SHIFT: Steering Hidden Intermediates in Flow Transformers

2026-04-10Computer Vision and Pattern Recognition

Computer Vision and Pattern Recognition
AI summary

The authors present SHIFT, a simple method to change images made by DiT diffusion models without needing to retrain them. It works by steering the model's internal activations during image generation to remove unwanted parts or add new styles and objects. This approach lets users control what appears in the image, keeping the rest of the content and quality intact. SHIFT is flexible and fast because it adjusts things dynamically as the image is created.

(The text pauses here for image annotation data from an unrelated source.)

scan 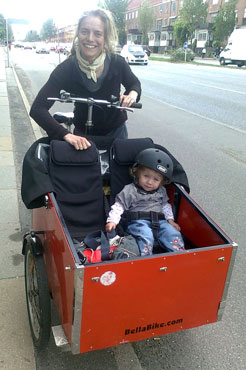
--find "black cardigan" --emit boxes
[30,54,141,140]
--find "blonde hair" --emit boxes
[71,8,118,55]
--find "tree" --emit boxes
[40,18,57,40]
[213,0,237,46]
[179,0,208,40]
[138,0,153,45]
[104,0,128,45]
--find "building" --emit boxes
[126,0,246,53]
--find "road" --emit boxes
[7,47,246,370]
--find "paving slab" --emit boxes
[0,165,16,190]
[0,105,11,126]
[0,150,14,166]
[0,277,36,370]
[0,136,13,151]
[0,96,9,107]
[0,189,19,225]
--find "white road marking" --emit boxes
[148,96,246,134]
[191,81,246,95]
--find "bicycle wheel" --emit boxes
[25,243,51,350]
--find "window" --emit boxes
[198,32,207,41]
[211,13,217,23]
[161,33,167,41]
[156,19,162,31]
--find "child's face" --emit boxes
[138,168,163,191]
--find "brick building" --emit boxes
[126,0,246,53]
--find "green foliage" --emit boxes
[138,0,153,45]
[40,18,57,41]
[214,0,237,44]
[174,19,189,46]
[104,0,128,45]
[170,48,195,62]
[179,0,208,40]
[0,14,6,41]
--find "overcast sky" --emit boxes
[0,0,98,39]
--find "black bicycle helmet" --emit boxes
[133,148,173,181]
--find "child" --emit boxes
[106,148,184,256]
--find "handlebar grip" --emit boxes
[130,103,142,109]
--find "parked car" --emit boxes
[142,45,152,57]
[170,48,195,62]
[24,43,32,50]
[36,45,50,54]
[120,45,149,65]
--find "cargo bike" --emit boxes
[22,95,237,354]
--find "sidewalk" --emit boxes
[0,46,36,370]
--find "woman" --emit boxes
[30,9,141,150]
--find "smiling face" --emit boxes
[78,16,104,62]
[138,167,163,191]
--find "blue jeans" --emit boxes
[127,220,184,256]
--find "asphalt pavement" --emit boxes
[0,47,36,370]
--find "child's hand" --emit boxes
[105,222,116,233]
[167,219,181,231]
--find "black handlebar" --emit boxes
[47,91,142,112]
[130,103,142,109]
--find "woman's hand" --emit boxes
[120,90,138,107]
[105,222,116,233]
[63,134,91,150]
[167,219,181,231]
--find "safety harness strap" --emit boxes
[125,211,165,239]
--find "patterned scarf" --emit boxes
[75,44,106,82]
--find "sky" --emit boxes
[0,0,98,40]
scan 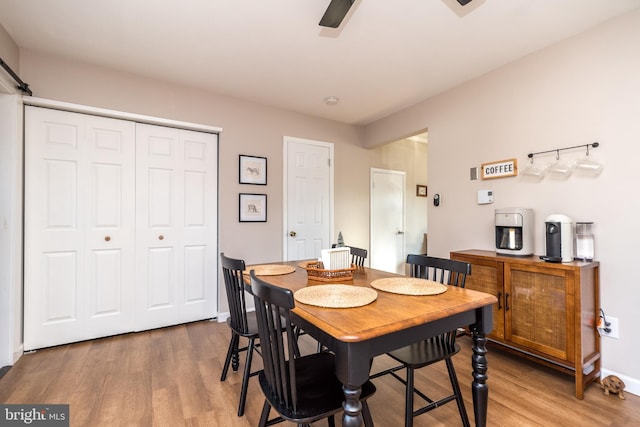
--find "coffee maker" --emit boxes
[540,214,573,262]
[495,208,534,256]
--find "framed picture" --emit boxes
[238,193,267,222]
[239,154,267,185]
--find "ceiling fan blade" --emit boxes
[320,0,355,28]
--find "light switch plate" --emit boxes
[478,190,493,205]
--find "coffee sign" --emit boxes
[481,159,518,179]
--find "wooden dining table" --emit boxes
[247,261,497,427]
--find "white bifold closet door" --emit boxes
[136,124,217,330]
[24,106,217,350]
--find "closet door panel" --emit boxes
[136,124,217,329]
[85,116,135,338]
[24,107,85,350]
[25,107,135,350]
[136,124,184,330]
[180,130,218,322]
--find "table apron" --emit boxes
[294,305,493,386]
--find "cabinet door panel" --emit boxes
[505,266,573,360]
[451,252,505,340]
[465,263,504,339]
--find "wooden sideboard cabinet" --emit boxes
[450,250,601,399]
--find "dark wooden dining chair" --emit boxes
[220,253,259,417]
[331,243,368,267]
[371,255,471,427]
[251,271,376,427]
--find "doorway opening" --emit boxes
[370,129,430,268]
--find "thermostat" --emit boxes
[478,190,493,205]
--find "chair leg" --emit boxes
[258,399,271,427]
[445,358,470,427]
[362,400,374,427]
[404,366,415,427]
[220,331,240,381]
[238,338,255,417]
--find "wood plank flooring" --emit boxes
[0,321,640,427]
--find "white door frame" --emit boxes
[369,168,407,273]
[0,72,23,368]
[282,136,334,261]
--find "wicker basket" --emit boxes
[304,261,356,282]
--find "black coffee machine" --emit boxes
[540,214,573,262]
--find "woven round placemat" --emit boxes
[243,264,296,276]
[371,277,447,295]
[293,285,378,308]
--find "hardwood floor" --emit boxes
[0,321,640,427]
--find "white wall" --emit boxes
[365,11,640,394]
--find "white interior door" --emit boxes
[136,124,217,330]
[370,169,406,274]
[24,107,135,350]
[283,137,333,260]
[24,106,218,350]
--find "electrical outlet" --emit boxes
[599,316,620,339]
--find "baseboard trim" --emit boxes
[0,365,11,378]
[602,369,640,396]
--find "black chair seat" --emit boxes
[251,271,376,427]
[220,253,260,417]
[370,255,471,427]
[227,311,258,338]
[258,352,376,424]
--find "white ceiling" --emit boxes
[0,0,640,124]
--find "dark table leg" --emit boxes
[342,385,363,427]
[471,332,489,427]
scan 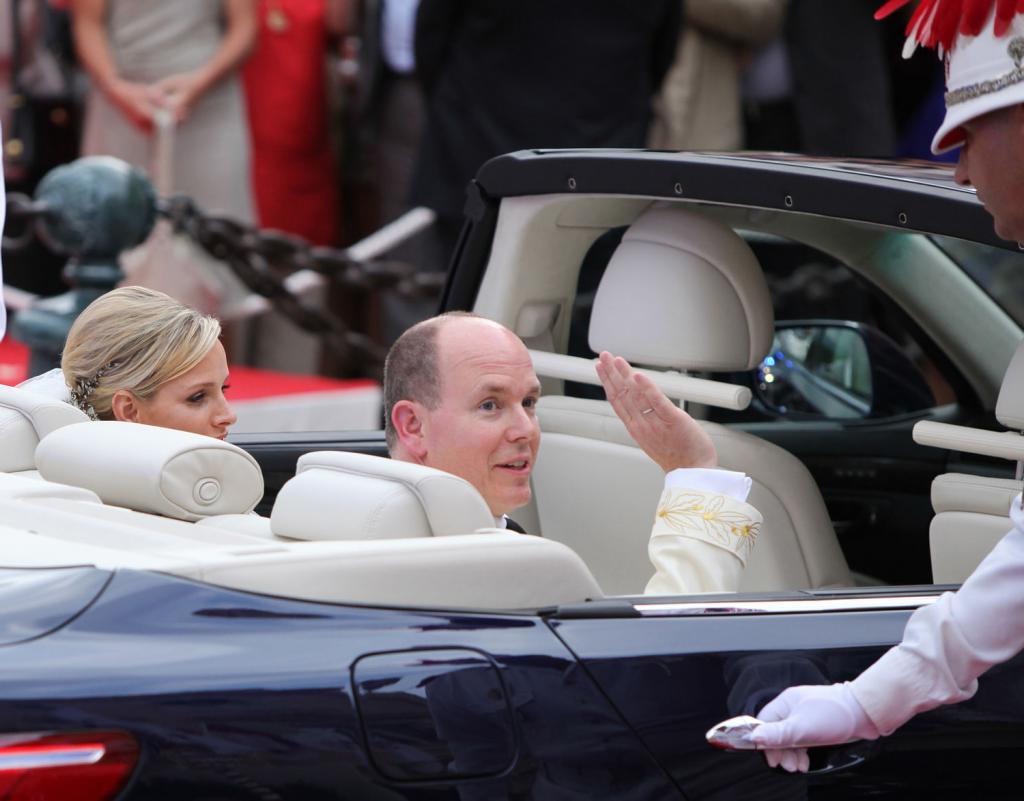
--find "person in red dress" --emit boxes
[243,0,347,245]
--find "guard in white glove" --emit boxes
[750,682,882,773]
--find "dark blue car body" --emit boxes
[8,152,1024,801]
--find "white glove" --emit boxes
[750,682,881,773]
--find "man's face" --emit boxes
[956,106,1024,242]
[420,318,541,516]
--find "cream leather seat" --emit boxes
[534,206,852,594]
[0,384,89,474]
[270,451,495,540]
[913,343,1024,584]
[35,421,265,524]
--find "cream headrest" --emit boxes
[36,421,263,520]
[0,384,89,473]
[995,342,1024,431]
[270,451,495,540]
[590,205,774,371]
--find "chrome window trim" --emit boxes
[634,593,939,618]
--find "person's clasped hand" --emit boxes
[597,351,718,472]
[750,682,881,773]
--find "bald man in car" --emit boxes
[384,312,761,595]
[750,0,1024,771]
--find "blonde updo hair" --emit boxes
[60,287,220,420]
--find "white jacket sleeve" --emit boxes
[644,470,762,595]
[851,496,1024,734]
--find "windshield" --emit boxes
[931,235,1024,328]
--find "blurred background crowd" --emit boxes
[0,0,943,372]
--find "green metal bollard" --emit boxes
[11,156,157,376]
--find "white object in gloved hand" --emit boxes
[749,682,882,772]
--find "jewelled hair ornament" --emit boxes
[874,0,1024,58]
[874,0,1024,155]
[71,362,117,420]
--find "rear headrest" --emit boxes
[0,384,89,473]
[590,205,774,371]
[995,342,1024,431]
[270,451,495,540]
[36,421,263,520]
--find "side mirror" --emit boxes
[754,321,935,420]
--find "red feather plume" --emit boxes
[874,0,1024,50]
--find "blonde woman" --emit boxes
[60,287,236,439]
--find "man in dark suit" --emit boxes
[384,312,761,595]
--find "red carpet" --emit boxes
[0,337,381,433]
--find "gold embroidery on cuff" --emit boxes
[654,491,761,563]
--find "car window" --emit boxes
[930,236,1024,328]
[711,233,957,422]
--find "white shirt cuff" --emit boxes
[665,467,751,503]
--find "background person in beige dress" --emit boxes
[71,0,256,222]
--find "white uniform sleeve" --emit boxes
[851,496,1024,734]
[645,469,761,595]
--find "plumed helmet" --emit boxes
[874,0,1024,154]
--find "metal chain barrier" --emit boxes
[3,194,444,377]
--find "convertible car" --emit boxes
[0,151,1024,801]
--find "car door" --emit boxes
[0,567,683,801]
[548,590,1024,801]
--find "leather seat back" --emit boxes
[270,451,495,540]
[913,342,1024,584]
[534,206,852,594]
[0,384,89,473]
[36,420,263,521]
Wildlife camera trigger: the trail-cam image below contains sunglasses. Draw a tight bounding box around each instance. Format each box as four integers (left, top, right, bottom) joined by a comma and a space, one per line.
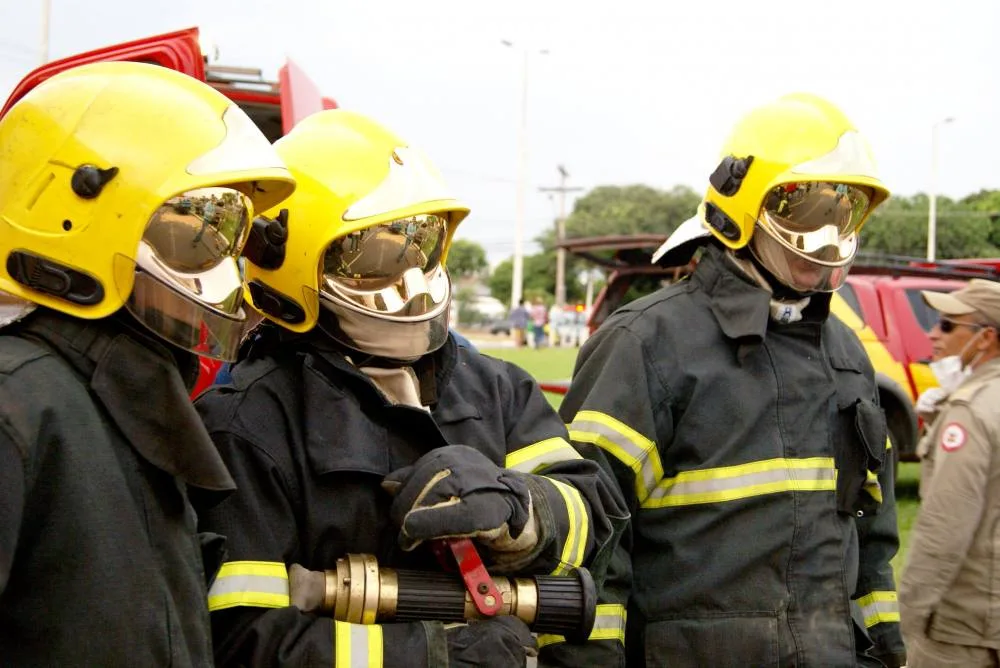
938, 318, 986, 334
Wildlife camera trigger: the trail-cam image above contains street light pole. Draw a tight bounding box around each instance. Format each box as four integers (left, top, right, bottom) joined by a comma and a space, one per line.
539, 165, 583, 308
501, 39, 548, 308
927, 116, 955, 262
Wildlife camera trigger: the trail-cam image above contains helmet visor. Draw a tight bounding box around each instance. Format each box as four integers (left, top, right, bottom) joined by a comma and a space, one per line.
321, 214, 449, 317
120, 188, 253, 360
757, 181, 872, 266
143, 188, 253, 272
125, 271, 250, 362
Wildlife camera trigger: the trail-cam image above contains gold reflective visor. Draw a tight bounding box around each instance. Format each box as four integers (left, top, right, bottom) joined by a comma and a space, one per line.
322, 214, 449, 318
143, 188, 253, 272
758, 181, 872, 265
126, 188, 253, 360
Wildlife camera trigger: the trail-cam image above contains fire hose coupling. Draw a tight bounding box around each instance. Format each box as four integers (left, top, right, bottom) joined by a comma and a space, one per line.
288, 554, 597, 643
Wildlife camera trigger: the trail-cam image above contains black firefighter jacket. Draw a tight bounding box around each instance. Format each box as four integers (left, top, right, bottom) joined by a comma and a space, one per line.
195, 334, 625, 668
551, 246, 904, 668
0, 309, 233, 667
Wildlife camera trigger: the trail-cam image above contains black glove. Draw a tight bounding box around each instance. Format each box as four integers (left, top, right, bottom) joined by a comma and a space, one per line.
382, 445, 538, 552
445, 617, 538, 668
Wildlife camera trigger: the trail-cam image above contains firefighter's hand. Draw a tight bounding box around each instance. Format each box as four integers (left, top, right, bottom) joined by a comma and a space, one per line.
446, 617, 538, 668
382, 445, 538, 553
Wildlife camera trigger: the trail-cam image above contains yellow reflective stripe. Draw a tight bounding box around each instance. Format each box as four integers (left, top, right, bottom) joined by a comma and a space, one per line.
642, 457, 837, 508
333, 621, 384, 668
858, 591, 899, 629
545, 478, 589, 575
208, 561, 291, 611
504, 436, 583, 473
864, 471, 882, 503
538, 603, 626, 648
569, 411, 663, 503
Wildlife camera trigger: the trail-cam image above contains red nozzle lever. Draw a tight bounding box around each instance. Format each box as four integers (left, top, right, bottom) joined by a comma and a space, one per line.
433, 538, 503, 617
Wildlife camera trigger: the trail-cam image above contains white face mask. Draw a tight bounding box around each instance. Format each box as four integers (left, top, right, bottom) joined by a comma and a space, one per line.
928, 330, 982, 394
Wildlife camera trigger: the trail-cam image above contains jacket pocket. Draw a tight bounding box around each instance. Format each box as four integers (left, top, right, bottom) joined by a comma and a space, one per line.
645, 612, 779, 668
834, 399, 888, 517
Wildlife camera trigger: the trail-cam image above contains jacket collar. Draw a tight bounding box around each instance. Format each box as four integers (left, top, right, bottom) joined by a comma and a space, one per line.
691, 244, 771, 343
19, 309, 236, 492
274, 332, 479, 475
692, 244, 831, 344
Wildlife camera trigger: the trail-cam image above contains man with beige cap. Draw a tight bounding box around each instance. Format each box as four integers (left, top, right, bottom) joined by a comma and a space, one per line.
899, 279, 1000, 668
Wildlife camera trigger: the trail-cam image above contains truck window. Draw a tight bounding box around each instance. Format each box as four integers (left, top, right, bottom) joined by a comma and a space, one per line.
906, 288, 951, 332
837, 283, 868, 324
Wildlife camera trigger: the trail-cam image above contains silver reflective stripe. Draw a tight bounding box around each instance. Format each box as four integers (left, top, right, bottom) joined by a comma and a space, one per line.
504, 437, 583, 473
545, 478, 589, 575
333, 622, 383, 668
208, 561, 291, 612
538, 603, 626, 648
208, 575, 288, 597
643, 457, 837, 508
569, 411, 663, 502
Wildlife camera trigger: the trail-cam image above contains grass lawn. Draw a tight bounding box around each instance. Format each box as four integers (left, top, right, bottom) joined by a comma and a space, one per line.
483, 348, 920, 580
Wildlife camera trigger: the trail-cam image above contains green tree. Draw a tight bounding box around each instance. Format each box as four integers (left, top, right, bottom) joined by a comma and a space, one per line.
861, 191, 1000, 259
448, 239, 489, 276
566, 185, 701, 237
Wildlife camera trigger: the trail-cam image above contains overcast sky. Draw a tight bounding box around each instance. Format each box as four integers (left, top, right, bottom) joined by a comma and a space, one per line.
0, 0, 1000, 262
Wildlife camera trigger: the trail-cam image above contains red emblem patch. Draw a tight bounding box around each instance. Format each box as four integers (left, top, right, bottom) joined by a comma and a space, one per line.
941, 422, 968, 452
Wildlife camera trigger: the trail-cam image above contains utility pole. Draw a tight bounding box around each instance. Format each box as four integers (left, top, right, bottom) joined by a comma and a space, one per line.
927, 116, 955, 262
538, 165, 583, 308
500, 39, 548, 308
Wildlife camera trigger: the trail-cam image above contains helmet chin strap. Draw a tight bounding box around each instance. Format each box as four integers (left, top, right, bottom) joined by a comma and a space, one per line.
727, 248, 811, 325
734, 246, 815, 302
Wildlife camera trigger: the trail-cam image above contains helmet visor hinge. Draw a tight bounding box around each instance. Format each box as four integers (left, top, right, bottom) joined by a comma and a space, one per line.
243, 209, 288, 269
70, 165, 118, 199
708, 155, 753, 197
7, 251, 104, 306
705, 202, 740, 241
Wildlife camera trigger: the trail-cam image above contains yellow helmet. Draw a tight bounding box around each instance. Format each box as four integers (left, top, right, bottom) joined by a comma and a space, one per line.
245, 109, 469, 359
0, 62, 295, 358
654, 93, 889, 291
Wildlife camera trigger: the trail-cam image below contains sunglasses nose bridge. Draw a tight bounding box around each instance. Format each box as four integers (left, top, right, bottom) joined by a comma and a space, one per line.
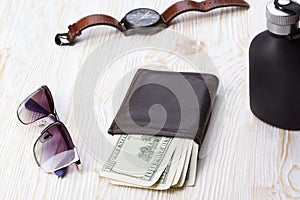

diffusion modelsDiT (Diffusion Transformer)image generationactivation steeringinference timeconcept removalstyle transferprompt adherence
Authors
Nina Konovalova, Andrey Kuznetsov, Aibek Alanov
Abstract
Diffusion models have become leading approaches for high-fidelity image generation. Recent DiT-based diffusion models, in particular, achieve strong prompt adherence while producing high-quality samples. We propose SHIFT, a simple but effective and lightweight framework for concept removal in DiT diffusion models via targeted manipulation of intermediate activations at inference time, inspired by activation steering in large language models. SHIFT learns steering vectors that are dynamically applied to selected layers and timesteps to suppress unwanted visual concepts while preserving the prompt's remaining content and overall image quality. Beyond suppression, the same mechanism can shift generations into a desired \emph{style domain} or bias samples toward adding or changing target objects. We demonstrate that SHIFT provides effective and flexible control over DiT generation across diverse prompts and targets without time-consuming retraining.